Manipulating Natural Frequencies with Tunable Spring Masses

摘要

Tuned Mass Dampers (TMDs) aid in many applications from civil engineering, to reducing vibrations of automotive systems, to damping out problematic modes in spacecraft and instruments. While TMDs traditionally concentrate on diminishing modal responses thru coupling with a damping element, this paper concentrates on changing existing modes by coupling them to a single degree of freedom (DOF) spring and mass system called a Tunable Spring Mass (TSM). The dynamics of adding a TSM into an existing single DOF system are well established. When placed at the right location and tuned to the correct frequency a TSM will split a mode or effectively move a mode to a lower or higher frequency. The interactions of a TSM with a complex system being subtle, several techniques help in determining the best location, orientation, mass, and frequency of a TSM for a given application.
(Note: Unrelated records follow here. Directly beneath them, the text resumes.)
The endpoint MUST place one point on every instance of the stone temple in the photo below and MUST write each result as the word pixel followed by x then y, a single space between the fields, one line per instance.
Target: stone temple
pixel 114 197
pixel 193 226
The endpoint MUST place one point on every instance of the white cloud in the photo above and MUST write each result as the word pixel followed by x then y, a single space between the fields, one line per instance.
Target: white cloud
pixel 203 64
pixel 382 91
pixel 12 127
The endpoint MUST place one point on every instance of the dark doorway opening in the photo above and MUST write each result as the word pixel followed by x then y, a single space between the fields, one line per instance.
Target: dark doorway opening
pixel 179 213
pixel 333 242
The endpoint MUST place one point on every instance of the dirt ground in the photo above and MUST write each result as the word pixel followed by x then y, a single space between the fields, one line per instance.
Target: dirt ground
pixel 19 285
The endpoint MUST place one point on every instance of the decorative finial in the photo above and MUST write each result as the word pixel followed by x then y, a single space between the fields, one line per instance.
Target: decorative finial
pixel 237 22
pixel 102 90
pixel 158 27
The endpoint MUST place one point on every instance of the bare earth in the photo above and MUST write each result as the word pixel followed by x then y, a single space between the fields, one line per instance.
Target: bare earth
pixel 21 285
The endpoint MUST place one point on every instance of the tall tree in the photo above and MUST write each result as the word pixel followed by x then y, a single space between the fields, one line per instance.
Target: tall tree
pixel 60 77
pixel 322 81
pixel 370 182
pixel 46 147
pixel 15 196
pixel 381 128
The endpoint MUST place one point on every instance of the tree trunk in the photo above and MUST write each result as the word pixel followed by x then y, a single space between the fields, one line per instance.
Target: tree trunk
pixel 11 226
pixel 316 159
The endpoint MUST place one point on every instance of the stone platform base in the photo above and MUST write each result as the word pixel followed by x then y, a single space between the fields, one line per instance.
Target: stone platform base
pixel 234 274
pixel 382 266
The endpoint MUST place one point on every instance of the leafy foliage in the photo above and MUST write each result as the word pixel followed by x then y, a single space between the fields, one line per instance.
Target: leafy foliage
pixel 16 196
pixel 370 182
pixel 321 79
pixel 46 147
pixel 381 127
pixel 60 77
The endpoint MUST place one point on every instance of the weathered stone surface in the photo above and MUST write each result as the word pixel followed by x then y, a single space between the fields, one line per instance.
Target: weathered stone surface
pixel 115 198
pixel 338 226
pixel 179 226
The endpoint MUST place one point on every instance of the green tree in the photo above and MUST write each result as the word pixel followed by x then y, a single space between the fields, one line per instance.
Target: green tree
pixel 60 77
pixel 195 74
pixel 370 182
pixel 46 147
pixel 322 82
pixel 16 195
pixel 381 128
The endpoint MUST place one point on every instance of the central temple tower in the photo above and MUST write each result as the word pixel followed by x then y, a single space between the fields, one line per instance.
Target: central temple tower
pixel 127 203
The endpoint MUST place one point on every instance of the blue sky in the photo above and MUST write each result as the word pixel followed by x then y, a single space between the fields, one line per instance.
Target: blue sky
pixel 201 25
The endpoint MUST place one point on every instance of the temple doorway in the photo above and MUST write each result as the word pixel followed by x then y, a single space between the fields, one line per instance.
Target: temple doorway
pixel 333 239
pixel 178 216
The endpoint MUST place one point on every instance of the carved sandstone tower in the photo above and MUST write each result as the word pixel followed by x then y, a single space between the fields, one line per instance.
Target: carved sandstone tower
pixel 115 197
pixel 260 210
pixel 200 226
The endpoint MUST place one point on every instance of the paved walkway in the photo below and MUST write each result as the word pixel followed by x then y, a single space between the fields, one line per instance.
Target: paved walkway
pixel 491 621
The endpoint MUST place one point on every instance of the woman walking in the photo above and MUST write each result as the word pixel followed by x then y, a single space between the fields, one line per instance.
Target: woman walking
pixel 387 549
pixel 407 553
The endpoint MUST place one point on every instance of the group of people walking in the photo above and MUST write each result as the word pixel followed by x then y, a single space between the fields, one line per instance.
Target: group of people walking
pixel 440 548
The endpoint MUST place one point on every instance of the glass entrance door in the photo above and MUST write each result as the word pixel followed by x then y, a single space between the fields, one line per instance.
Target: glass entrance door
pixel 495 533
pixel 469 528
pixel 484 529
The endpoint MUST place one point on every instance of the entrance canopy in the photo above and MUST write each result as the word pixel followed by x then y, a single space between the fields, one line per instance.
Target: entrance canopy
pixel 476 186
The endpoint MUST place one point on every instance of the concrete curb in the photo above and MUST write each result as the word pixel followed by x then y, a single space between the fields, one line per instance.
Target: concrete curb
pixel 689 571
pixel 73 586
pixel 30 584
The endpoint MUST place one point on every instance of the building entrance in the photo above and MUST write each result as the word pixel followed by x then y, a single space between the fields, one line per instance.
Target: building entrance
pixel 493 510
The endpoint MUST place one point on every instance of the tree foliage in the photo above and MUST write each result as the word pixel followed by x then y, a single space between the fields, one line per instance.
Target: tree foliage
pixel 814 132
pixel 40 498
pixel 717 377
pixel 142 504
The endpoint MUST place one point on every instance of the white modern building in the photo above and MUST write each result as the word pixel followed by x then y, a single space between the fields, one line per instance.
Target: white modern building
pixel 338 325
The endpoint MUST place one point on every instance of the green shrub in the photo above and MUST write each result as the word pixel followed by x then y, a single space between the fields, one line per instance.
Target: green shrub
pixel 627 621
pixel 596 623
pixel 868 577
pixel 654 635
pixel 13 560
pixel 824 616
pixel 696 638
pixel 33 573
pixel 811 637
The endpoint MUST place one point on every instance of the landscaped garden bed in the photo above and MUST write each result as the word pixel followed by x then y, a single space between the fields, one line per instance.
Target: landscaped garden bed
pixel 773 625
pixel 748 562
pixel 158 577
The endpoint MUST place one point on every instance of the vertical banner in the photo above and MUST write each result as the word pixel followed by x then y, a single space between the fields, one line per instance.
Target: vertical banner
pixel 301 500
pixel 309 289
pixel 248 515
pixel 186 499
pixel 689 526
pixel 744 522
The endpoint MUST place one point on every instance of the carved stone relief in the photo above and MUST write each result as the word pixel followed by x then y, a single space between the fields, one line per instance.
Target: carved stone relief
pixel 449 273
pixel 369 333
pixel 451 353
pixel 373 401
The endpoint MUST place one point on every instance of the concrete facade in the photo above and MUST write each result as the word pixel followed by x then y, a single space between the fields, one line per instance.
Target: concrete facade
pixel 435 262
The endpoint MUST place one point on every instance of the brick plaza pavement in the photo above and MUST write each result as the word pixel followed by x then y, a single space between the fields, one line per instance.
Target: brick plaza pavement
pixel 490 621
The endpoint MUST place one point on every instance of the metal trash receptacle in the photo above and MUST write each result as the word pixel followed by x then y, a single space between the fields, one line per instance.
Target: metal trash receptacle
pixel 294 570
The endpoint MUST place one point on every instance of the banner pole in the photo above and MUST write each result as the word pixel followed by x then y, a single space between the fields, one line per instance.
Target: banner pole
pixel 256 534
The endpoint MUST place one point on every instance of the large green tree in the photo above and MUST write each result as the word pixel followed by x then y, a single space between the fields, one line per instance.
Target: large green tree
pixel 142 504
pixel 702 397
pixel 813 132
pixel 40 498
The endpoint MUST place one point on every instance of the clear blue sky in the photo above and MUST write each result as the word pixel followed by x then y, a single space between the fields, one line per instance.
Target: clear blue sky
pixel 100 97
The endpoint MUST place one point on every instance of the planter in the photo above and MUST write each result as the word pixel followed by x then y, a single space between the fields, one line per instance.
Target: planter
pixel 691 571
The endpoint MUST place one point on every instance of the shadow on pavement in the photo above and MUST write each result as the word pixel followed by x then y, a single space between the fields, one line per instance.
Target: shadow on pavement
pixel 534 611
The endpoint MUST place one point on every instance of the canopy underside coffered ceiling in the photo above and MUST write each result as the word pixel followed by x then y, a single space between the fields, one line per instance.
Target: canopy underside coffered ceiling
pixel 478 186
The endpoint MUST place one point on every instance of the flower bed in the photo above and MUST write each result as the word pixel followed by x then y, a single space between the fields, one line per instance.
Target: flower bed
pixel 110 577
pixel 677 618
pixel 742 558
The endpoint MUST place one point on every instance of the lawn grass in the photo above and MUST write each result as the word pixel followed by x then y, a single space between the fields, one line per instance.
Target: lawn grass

Craig-Bampton reduction reduces computation time to manageable levels. Matlab based optimization functionality finds optimum TSM solutions. Algorithms designed to modify modal frequencies and modal effective masses in partially reduced models can then determine the robustness of a given TSM Solution. TSMs are designed with an adjustable mass system for fine tuning of the frequency. Together these techniques allow for the designing of a TSM solution which can confidently maneuver modes away from problematic frequencies on existing complex spaceflight instruments with only 2% of the system mass.